A mother at daycare recently told me she did not allow her children to watch a locally produced show that included martial arts because of the violence. The show actually is about empowering kids and shows how kids should use discipline. In fact, most people don't put their kids into martial arts programs to exercise a violent outlet, but for the discipline these eastern arts teach. But I digress. I could understand this woman's initial resistance until she added this statement, "I only allow my kids to watch Boomerang, and Looney Tunes." I hope she did notice the look I gave her when she mentioned Looney Tunes. I love Bugs Bunny too, but if violence was her objection, what about "Duck Season, Rabbit Season," Wile E. Coyote and Roadrunner, or the endless anvil dropping. I mean, is it okay for a duck and a rabbit to suggest that Elmer Fudd shoot one over the other? This violence is acceptable because it's animated creatures, or because it wasn't a big deal when mom was a little girl and her parents allowed her to watch it? I have only caught the local martial arts program a few times and it mostly includes kids breaking boards and bricks, talking about how the "program" helps them to focus in school, and even has included a few segments about students being bullied and finding a non-violent way to stop it. Yes, there are some scenes of sparring with pads on under the tutelage of an instructor, but we aren't witnessing kids "jumping" each other on the playground. It struck me that unless this mom's kids pointed guns at each other yelling, "duck season! Fire!" she probably wouldn't realize the violent nature of the animated creatures.

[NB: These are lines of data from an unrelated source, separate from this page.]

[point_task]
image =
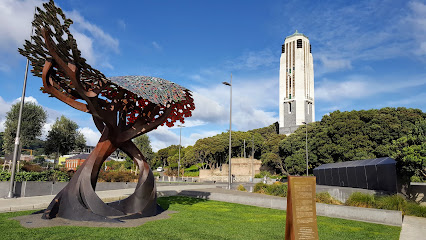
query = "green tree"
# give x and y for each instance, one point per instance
(33, 119)
(63, 137)
(144, 145)
(1, 144)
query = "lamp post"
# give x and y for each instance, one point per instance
(306, 124)
(252, 158)
(18, 129)
(230, 131)
(180, 144)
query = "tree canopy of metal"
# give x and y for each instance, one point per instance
(121, 107)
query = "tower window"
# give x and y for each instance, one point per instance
(299, 43)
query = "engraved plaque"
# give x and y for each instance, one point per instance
(301, 221)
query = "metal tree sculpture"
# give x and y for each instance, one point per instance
(121, 107)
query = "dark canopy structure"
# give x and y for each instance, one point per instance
(374, 174)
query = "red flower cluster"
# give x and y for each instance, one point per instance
(181, 110)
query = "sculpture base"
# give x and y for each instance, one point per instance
(35, 221)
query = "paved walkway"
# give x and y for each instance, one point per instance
(412, 227)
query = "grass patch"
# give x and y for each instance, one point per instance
(241, 188)
(358, 199)
(201, 219)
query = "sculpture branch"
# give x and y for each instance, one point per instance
(53, 91)
(140, 127)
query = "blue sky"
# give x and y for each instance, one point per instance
(367, 54)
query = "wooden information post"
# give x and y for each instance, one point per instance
(301, 221)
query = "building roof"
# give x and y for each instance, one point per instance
(297, 34)
(375, 161)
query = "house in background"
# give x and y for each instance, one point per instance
(72, 163)
(117, 155)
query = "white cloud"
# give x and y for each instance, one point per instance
(417, 21)
(156, 45)
(122, 24)
(253, 60)
(329, 64)
(251, 104)
(358, 87)
(83, 25)
(16, 18)
(27, 99)
(163, 137)
(410, 101)
(15, 27)
(92, 137)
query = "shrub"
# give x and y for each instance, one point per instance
(51, 175)
(260, 187)
(241, 188)
(191, 174)
(117, 176)
(28, 167)
(358, 199)
(325, 197)
(193, 168)
(276, 189)
(415, 178)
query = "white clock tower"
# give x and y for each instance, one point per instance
(297, 102)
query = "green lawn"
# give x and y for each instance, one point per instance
(201, 219)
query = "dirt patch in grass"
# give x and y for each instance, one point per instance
(35, 221)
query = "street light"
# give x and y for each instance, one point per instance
(230, 129)
(11, 192)
(180, 141)
(306, 147)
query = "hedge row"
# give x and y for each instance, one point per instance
(275, 189)
(394, 202)
(51, 175)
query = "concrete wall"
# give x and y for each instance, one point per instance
(241, 168)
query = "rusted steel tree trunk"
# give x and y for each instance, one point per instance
(122, 109)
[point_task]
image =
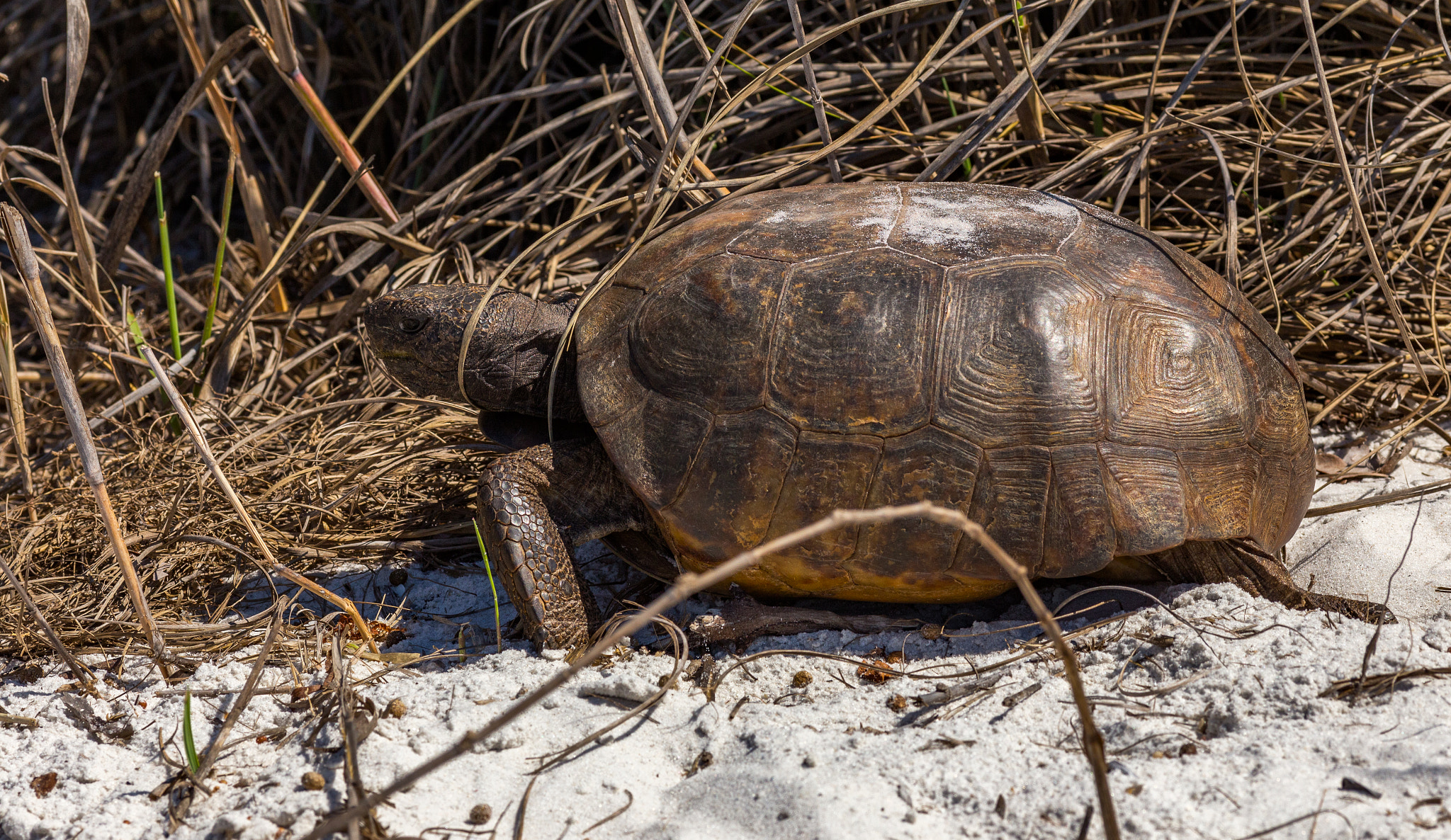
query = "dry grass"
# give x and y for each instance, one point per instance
(521, 118)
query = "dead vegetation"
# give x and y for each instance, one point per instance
(1301, 148)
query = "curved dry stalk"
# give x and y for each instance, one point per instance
(29, 271)
(691, 584)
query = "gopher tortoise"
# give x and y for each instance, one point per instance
(1092, 395)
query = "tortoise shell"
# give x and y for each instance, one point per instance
(1077, 385)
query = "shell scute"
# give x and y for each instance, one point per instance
(684, 246)
(1078, 534)
(1009, 502)
(829, 472)
(1020, 356)
(854, 343)
(704, 336)
(732, 488)
(1171, 380)
(1146, 496)
(923, 466)
(1219, 492)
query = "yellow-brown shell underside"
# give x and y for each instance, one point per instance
(1070, 380)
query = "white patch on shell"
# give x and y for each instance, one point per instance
(881, 214)
(935, 221)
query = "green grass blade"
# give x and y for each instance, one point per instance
(498, 635)
(192, 761)
(166, 268)
(221, 250)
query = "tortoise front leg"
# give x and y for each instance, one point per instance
(534, 506)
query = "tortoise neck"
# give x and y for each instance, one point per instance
(526, 333)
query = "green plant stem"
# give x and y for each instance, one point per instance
(221, 251)
(188, 740)
(498, 635)
(166, 268)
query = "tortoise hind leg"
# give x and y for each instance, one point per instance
(536, 505)
(1246, 564)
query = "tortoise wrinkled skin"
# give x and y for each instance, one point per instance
(1077, 385)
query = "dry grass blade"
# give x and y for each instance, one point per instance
(77, 669)
(205, 450)
(15, 404)
(691, 584)
(214, 752)
(29, 271)
(77, 44)
(138, 191)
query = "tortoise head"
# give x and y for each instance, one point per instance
(418, 334)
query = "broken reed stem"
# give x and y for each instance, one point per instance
(13, 397)
(286, 63)
(205, 450)
(691, 584)
(29, 271)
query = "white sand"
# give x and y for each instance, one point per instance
(835, 761)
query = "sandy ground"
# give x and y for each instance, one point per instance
(1212, 711)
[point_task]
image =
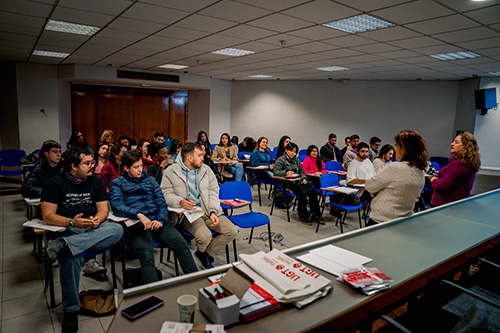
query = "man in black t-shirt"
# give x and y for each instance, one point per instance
(78, 200)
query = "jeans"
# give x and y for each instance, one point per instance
(236, 170)
(142, 242)
(80, 240)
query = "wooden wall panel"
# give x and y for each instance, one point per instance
(178, 118)
(83, 116)
(115, 112)
(151, 115)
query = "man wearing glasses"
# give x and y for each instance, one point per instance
(78, 200)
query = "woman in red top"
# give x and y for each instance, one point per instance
(455, 180)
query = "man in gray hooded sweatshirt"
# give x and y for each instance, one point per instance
(188, 184)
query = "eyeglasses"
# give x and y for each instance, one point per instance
(88, 164)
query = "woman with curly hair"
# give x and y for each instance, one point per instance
(455, 180)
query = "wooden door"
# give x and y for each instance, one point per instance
(83, 116)
(115, 112)
(178, 118)
(151, 115)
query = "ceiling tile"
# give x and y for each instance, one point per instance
(205, 23)
(111, 7)
(280, 23)
(489, 15)
(80, 16)
(235, 11)
(247, 32)
(413, 12)
(151, 13)
(444, 24)
(321, 11)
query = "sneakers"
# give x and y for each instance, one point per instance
(54, 247)
(204, 258)
(92, 267)
(70, 322)
(305, 221)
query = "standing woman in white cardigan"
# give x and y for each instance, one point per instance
(397, 187)
(225, 152)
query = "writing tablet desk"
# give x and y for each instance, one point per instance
(413, 251)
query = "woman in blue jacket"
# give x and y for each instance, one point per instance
(138, 196)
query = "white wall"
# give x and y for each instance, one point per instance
(308, 111)
(487, 131)
(39, 88)
(220, 109)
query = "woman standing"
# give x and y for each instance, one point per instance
(288, 165)
(397, 187)
(101, 154)
(383, 158)
(455, 180)
(225, 152)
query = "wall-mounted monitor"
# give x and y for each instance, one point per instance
(486, 99)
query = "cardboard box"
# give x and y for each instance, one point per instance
(225, 310)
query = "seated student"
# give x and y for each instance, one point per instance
(138, 196)
(289, 164)
(361, 168)
(124, 140)
(113, 169)
(313, 165)
(142, 148)
(158, 137)
(384, 157)
(107, 137)
(203, 140)
(50, 165)
(224, 152)
(374, 146)
(284, 141)
(262, 157)
(188, 184)
(397, 187)
(330, 152)
(160, 152)
(175, 149)
(101, 157)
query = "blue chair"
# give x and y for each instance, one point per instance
(329, 180)
(11, 158)
(242, 191)
(333, 166)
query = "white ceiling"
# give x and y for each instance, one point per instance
(147, 33)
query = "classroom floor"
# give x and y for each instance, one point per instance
(24, 305)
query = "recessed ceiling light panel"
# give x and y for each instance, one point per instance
(260, 76)
(71, 28)
(455, 55)
(172, 66)
(233, 52)
(50, 54)
(332, 68)
(359, 23)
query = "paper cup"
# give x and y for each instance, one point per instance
(187, 306)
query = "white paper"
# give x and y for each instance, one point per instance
(39, 224)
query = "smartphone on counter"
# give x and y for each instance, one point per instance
(141, 308)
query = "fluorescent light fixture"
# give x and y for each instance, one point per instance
(260, 76)
(455, 55)
(359, 23)
(172, 66)
(332, 68)
(50, 54)
(233, 52)
(71, 28)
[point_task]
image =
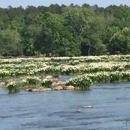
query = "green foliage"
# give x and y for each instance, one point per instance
(12, 87)
(46, 83)
(64, 30)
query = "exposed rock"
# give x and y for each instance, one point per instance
(2, 85)
(59, 83)
(47, 89)
(58, 88)
(48, 77)
(70, 87)
(29, 90)
(87, 106)
(79, 110)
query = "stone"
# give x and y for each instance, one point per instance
(48, 77)
(70, 87)
(58, 88)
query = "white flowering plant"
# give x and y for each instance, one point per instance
(12, 87)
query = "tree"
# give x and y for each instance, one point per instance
(10, 42)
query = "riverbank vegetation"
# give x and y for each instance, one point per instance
(38, 74)
(64, 30)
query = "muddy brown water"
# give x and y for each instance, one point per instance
(57, 110)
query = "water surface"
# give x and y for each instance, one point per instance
(57, 110)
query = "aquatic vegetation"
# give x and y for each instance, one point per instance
(46, 83)
(12, 87)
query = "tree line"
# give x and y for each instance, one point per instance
(62, 30)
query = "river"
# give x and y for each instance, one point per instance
(57, 110)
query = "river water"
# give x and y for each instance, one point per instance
(57, 110)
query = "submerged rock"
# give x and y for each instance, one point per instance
(70, 87)
(58, 88)
(87, 106)
(79, 110)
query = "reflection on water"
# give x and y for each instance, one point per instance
(57, 110)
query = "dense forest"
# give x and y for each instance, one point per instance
(64, 30)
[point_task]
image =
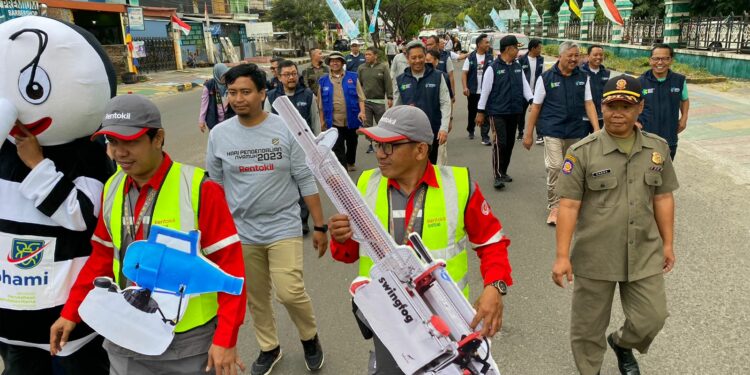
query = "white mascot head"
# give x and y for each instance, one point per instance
(55, 80)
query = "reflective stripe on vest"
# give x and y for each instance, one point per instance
(443, 218)
(176, 207)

There are no hard and fast rules for allowing one program over another with most children's progamming. And while we should all be aware what our children are watching and the lessons they are learning, there has, in recent years, developed a generation of "super-hyper-vigilant" parents who reject much of the programming they see that is new while allowing much older programming that often extols the same "values." It doesn't help to harbor under the delusion that older is always better.

And there is the temptation to get rid of the television altogether. I understand this sentiment as well. We very often feel we will build a better, smarter, more skilled, more Catholic child with no television.

The bottom line is, good parenting is good parenting, tv or no tv, Spongebob or no Spongebob. Good children will come out of homes that don't own a television and those that do. Productive citizens will have grown up watching Nickelodeon and just not. Good Catholics will be made from kids who only watched EWTN kids and those that might not have.